Roubini: We Can’t Subsidize the Banks Forever

A new WSJ piece by Nouriel Roubini and Matthew Richardson shines more light on the issue. It’s an absolute must-read. Among other things, they out-gloom the IMF’s recently-doubled loss estimates with their own:

the International Monetary Fund has just released a study of estimated losses on U.S. loans and securities. It was very bleak — $2.7 trillion, double the estimated losses of six months ago. Our estimates at RGE Monitor are even higher, at $3.6 trillion, implying that the financial system is currently near insolvency in the aggregate.

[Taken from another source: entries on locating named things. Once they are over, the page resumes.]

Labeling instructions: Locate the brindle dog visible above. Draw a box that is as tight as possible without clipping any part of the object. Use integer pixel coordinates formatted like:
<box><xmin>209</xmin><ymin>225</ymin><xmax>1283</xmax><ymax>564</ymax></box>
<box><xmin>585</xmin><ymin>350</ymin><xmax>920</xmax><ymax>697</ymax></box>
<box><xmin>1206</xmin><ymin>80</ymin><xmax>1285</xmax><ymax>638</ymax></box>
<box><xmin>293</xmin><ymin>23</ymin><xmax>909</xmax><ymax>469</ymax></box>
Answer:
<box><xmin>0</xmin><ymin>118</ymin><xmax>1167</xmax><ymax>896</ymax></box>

But Roubini wasn’t featured by mainstream media outlets today, despite his solid track-record. CNBC and others were laser-focused on pumping Ben Appleseed’s message that “All will be better in Q4 (unless something bad happens), and gosh, look at all those Pretty Green Shoots!”  Bernanke’s track record should give pause to anyone tempted to listen.

Messrs Roubini and Richardson also highlight the fallacy of these so-called Stress Tests:

For example, the first quarter’s unemployment rate of 8.1% is higher than the regulators’ “worst case” scenario of 7.9% for this same period. At the rate of job losses in the U.S. today, we will surpass a 10.3% unemployment rate this year — the stress test’s worst possible scenario for 2010.

Why is the Fed so wrong, so often?

By now it should be obvious that we can’t trust predictions made by the Fed or Government. It’s clear that Greenspan and his Reserve blazed the trail to bubbledom, and that Bernanke is following along wholeheartedly. But why? I see 3 possibilities:

  1. They are simply academics in over-their-head, reliant on faulty models and trusting of crooked bankers
  2. They understand the problem, but think deceiving the public is a necessary evil, in order to provide a “soft landing”
  3. They are doing everything their power to rescue their buddies, and they justify this to themselves in any way that makes at the time

But their intentions really don’t really matter, for now. We should focus on their actions, which only prolong and exacerbate the inevitable pain. Many amateur  investors, who tend to buy high and sell low, are destroying their portfolios because of the extreme volatility we’ve experienced. This volatility is largely due to government intervention, and possible manipulation via proxies in equity markets.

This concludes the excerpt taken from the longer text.